On average, 40-year-old men can live 23.7 years longer with a healthy lifestyle than with a very harmful one. For women, this difference is 22.6 years. This is the result of the analysis of a long-term study of former members of the American military, which a research team presented at the international conference “Nutrition 2023” in Boston. Another study was able to show how important information about cancer risk factors is.

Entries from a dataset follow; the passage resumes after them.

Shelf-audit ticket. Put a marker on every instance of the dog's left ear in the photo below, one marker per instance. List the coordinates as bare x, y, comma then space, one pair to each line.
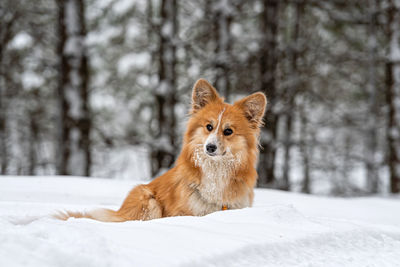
254, 108
203, 94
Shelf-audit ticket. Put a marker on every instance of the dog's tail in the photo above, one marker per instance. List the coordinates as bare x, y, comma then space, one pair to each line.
103, 215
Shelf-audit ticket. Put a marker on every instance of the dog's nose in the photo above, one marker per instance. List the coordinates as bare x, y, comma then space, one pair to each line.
211, 148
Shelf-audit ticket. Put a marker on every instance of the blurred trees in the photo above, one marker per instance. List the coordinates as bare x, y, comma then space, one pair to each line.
73, 154
328, 68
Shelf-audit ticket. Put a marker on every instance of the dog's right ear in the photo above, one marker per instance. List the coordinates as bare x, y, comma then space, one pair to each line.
203, 93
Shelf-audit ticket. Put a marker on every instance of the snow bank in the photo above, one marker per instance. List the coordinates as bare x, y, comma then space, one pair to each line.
282, 229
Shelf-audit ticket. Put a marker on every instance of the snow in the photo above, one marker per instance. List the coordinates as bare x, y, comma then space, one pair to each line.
21, 41
282, 229
129, 61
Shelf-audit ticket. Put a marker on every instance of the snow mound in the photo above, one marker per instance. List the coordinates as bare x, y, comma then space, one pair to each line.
282, 229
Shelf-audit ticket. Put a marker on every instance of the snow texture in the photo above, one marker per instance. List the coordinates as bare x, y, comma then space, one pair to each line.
282, 229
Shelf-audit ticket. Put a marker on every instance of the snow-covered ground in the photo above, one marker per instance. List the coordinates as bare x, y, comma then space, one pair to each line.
282, 229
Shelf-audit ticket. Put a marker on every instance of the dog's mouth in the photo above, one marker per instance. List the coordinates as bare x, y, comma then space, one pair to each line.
214, 154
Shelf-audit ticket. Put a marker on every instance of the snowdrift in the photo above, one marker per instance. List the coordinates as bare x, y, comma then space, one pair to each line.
282, 229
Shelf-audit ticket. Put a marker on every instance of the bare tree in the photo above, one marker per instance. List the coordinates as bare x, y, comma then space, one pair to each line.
268, 60
393, 93
164, 149
372, 120
73, 157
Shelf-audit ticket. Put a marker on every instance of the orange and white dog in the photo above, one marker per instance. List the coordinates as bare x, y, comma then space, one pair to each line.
216, 169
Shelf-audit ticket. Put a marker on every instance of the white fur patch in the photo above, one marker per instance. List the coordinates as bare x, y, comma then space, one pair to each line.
217, 172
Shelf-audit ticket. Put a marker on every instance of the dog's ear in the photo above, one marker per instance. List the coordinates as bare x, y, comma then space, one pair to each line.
203, 93
254, 107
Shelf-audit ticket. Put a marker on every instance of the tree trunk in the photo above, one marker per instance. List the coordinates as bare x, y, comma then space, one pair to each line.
164, 149
372, 119
73, 157
268, 65
393, 95
222, 15
3, 134
305, 147
293, 88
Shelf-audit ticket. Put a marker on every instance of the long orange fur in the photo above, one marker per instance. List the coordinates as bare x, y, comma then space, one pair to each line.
199, 184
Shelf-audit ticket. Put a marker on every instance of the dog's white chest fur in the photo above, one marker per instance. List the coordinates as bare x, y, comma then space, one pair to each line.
216, 177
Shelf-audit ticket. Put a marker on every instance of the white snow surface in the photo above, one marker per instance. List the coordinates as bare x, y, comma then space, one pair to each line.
282, 229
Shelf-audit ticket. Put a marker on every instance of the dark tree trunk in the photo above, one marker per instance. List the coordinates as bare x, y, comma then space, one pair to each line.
292, 90
372, 117
222, 18
7, 20
164, 149
268, 65
33, 142
305, 147
3, 135
73, 156
393, 95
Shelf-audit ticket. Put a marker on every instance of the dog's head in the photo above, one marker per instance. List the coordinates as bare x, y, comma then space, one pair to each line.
221, 132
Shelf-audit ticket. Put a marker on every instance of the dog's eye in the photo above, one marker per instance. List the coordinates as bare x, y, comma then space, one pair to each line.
228, 132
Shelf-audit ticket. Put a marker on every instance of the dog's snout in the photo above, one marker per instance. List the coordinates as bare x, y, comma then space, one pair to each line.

The team led by Xuan-Mai Nguyen from the University of Illinois analyzed data from over 700,000 US veterans aged 40 to 99. It defined eight habits as a healthy lifestyle: being physically active, not smoking, managing stress well, eating well, not drinking excessively, sleeping well and regularly, having positive social relationships, and not being dependent on opioid painkillers. “We were really surprised at how much you could gain by adopting one, two, three or all eight lifestyle factors,” Nguyen said in a statement from the American Society for Nutrition.

The greatest risk factors were found to be low physical activity, dependence on opioid painkillers and smoking. These factors were each associated with an increased risk of death of 30 to 45 percent during the study period. Poor handling of stress, high alcohol consumption, unhealthy diet and poor sleep hygiene increased the risk of death by around 20 percent each, and five percent when there was a lack of good social contacts.

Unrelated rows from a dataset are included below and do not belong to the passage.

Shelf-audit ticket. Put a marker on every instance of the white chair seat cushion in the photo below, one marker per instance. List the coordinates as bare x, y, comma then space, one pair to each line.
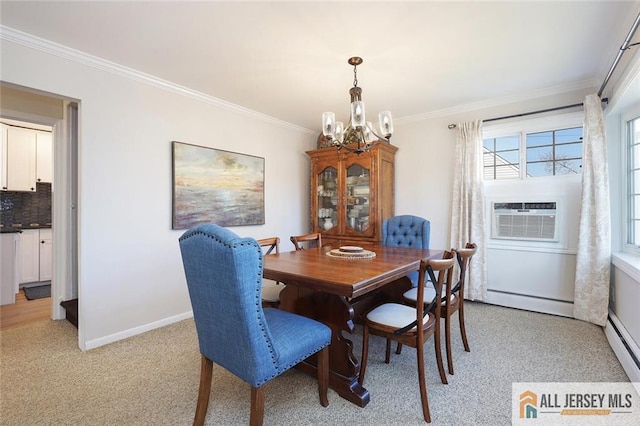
271, 292
394, 315
429, 294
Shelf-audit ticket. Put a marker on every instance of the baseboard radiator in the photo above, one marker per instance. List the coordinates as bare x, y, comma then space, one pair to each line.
626, 350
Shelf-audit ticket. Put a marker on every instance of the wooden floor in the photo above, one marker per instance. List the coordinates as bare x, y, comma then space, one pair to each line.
24, 311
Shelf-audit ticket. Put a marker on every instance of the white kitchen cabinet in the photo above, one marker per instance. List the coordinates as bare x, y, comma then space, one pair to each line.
35, 255
46, 255
8, 268
3, 157
29, 256
20, 160
44, 157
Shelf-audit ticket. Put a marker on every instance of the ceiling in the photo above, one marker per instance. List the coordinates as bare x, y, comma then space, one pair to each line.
288, 60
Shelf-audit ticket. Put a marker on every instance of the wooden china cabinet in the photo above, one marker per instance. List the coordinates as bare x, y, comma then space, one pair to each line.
352, 194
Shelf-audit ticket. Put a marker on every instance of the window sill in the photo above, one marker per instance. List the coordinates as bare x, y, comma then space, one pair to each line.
628, 263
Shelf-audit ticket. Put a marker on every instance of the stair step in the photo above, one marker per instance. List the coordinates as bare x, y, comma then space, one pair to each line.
71, 308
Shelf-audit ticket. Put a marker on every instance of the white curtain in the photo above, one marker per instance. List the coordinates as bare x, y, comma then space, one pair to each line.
467, 217
591, 301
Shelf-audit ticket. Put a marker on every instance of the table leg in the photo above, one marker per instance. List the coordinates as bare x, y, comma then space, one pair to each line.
337, 313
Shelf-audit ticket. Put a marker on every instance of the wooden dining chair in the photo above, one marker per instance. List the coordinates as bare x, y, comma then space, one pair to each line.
270, 289
313, 240
255, 344
412, 326
452, 300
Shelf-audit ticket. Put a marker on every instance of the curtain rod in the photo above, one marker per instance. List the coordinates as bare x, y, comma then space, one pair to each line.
540, 111
625, 46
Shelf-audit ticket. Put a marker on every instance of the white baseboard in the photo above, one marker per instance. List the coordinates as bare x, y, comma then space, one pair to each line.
623, 346
92, 344
530, 303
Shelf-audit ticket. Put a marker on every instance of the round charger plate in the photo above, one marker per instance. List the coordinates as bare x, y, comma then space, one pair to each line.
351, 249
364, 254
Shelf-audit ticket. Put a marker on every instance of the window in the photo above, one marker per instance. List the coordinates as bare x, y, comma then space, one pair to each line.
501, 157
530, 154
557, 152
633, 181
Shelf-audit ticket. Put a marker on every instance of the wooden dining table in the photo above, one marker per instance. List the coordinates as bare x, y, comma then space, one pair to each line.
335, 291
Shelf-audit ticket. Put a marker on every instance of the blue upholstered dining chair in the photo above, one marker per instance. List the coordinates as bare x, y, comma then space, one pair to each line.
224, 278
407, 231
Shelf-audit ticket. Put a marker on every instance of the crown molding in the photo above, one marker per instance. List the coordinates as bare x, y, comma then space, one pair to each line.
495, 102
18, 37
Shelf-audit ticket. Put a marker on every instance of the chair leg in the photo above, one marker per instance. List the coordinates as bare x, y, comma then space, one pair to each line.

The doctors found that a change to a healthy lifestyle increases life expectancy even in old age. “The sooner the better, but even if you make a small change in your 40s, 50s, or 60s, it’s still beneficial,” Nguyen points out.

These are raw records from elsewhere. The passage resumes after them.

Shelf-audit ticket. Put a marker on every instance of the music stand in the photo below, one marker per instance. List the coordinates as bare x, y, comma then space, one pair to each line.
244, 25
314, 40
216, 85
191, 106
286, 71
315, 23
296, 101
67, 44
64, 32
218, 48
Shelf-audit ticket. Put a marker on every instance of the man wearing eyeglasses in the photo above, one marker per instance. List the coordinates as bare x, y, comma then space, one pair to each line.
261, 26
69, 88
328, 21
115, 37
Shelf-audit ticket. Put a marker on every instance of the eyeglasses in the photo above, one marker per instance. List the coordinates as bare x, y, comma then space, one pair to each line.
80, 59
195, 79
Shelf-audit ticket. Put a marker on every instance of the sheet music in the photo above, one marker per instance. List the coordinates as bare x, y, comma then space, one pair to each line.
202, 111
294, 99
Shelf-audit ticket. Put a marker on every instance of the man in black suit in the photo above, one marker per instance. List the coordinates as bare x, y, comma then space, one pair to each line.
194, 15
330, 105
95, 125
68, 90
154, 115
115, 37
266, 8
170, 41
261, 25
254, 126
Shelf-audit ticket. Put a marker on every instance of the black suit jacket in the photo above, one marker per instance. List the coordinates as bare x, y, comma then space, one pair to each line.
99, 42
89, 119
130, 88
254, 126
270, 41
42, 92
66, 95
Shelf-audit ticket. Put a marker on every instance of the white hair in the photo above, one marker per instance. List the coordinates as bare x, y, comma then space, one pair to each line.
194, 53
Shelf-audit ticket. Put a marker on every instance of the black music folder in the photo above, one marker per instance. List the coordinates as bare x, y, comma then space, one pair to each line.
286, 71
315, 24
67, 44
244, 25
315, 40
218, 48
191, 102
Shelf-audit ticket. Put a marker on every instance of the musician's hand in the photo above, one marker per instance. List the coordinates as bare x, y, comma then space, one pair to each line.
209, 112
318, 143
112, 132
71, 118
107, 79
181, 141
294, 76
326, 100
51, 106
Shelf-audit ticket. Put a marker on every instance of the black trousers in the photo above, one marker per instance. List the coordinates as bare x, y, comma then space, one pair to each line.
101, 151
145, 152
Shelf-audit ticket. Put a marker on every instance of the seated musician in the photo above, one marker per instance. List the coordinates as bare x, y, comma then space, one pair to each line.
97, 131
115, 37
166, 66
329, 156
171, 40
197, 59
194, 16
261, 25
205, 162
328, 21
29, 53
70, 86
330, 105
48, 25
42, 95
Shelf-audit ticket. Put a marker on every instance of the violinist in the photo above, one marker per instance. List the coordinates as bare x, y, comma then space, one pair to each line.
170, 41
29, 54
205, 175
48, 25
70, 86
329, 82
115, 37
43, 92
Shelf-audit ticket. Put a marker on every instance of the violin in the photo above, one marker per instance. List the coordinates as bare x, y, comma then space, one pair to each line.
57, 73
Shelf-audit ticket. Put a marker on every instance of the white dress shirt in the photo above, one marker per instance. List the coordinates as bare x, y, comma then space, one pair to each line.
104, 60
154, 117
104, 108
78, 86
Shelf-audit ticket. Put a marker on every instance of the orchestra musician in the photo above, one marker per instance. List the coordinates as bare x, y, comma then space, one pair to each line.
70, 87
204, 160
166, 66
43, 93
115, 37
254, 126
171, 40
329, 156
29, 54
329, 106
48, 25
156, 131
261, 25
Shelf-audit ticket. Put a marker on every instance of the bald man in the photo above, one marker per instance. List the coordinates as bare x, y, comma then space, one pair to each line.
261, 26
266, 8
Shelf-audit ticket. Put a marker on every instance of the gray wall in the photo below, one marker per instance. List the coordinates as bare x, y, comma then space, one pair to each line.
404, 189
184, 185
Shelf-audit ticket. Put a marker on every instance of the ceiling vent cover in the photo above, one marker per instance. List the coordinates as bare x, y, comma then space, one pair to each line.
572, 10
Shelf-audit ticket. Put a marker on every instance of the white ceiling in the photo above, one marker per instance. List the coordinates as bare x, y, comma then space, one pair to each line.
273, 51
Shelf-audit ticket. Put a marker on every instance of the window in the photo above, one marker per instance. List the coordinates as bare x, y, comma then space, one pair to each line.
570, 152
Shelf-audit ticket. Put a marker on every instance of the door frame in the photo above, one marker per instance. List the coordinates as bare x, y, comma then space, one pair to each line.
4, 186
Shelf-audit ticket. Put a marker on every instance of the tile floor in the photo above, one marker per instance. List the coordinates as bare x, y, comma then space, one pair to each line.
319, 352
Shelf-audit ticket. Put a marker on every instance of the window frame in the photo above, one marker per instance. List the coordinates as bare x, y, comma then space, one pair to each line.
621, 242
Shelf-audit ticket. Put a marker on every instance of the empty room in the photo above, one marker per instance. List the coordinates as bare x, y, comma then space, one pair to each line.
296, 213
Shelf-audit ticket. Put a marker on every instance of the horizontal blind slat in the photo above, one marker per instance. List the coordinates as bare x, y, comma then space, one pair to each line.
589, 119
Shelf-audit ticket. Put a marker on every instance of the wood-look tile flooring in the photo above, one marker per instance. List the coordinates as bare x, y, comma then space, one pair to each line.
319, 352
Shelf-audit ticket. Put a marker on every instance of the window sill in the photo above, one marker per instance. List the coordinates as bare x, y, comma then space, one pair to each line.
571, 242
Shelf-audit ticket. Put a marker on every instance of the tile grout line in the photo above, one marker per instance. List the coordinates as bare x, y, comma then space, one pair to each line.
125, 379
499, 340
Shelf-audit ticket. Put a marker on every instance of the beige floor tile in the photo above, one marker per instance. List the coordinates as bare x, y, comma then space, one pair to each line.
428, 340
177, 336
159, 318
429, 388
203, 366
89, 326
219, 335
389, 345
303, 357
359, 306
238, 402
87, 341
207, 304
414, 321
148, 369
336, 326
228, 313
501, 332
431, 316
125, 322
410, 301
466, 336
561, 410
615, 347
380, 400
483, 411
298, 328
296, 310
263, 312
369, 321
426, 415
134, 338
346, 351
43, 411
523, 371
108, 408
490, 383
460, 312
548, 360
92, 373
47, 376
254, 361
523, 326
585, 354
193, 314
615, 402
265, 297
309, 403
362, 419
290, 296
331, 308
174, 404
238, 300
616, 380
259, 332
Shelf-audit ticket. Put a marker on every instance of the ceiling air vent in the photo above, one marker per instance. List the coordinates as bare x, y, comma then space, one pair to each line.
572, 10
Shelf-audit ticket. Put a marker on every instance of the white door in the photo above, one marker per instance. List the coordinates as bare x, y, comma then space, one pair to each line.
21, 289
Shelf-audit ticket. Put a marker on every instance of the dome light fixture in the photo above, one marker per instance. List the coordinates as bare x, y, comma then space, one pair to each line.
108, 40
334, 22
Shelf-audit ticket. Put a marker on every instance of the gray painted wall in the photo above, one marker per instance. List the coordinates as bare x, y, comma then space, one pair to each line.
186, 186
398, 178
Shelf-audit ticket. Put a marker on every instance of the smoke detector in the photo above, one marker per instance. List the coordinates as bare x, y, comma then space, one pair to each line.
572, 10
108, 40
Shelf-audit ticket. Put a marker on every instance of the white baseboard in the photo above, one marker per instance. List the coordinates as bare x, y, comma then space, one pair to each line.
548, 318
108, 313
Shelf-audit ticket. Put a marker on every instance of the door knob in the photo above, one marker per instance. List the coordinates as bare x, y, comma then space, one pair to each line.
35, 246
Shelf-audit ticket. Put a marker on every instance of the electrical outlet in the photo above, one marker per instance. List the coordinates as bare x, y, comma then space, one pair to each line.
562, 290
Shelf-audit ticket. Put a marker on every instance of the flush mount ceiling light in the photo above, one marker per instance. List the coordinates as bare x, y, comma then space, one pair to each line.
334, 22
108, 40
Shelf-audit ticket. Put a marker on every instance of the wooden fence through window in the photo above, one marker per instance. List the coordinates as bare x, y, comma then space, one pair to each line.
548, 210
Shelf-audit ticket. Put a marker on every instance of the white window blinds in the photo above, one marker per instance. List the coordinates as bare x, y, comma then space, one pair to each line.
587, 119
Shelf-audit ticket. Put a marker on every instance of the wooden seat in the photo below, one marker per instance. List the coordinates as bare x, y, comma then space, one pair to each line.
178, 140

The study data comes from the Million Veteran Program, a US national research program that examines how genes, lifestyle, and military experiences affect the health and well-being of ex-servicemen. The analysis by Nguyen and colleagues included data from 719,147 veterans collected between 2011 and 2019.

Lifestyle also plays an important role in reducing cancer risk. According to the World Health Organization (WHO), cancer risk factors include alcohol, low physical activity, unhealthy diet, obesity, red and processed meat, sugary drinks, tobacco use and exposure to ultraviolet radiation. A study by the Union for International Cancer Control (UICC) found that in ten high-income developed countries, on average, a third of respondents do not follow cancer prevention recommendations. The countries studied were Australia, Germany, France, Great Britain, Israel, Japan, Canada, Sweden, Spain and the USA.

“It is important to understand whether people do nothing to reduce their personal cancer risk because they do not know about the risk factors, or whether they do not act despite knowing about the risk factors,” says Pricivel Carrera from the National Cancer Prevention Center, according to a statement from the German Cancer Research Center (DKFZ) in Heidelberg. Therefore, together with her DKFZ colleague Silvia Calderazzo, she analyzed the data of the UICC study with regard to the state of knowledge on cancer risk factors. They found that if the number of people who are well informed about cancer risk factors increases by one percentage point, the number of people taking action to reduce their risk increases by an average of 0.169 percentage points.

The people in Japan were the least informed and there was also the least cancer prevention. But even in Germany, the knowledge of those surveyed about cancer risk factors was below average. “In Germany, around 40 percent of all cancer cases are preventable – through a healthy lifestyle and the use of vaccinations,” says Carrera.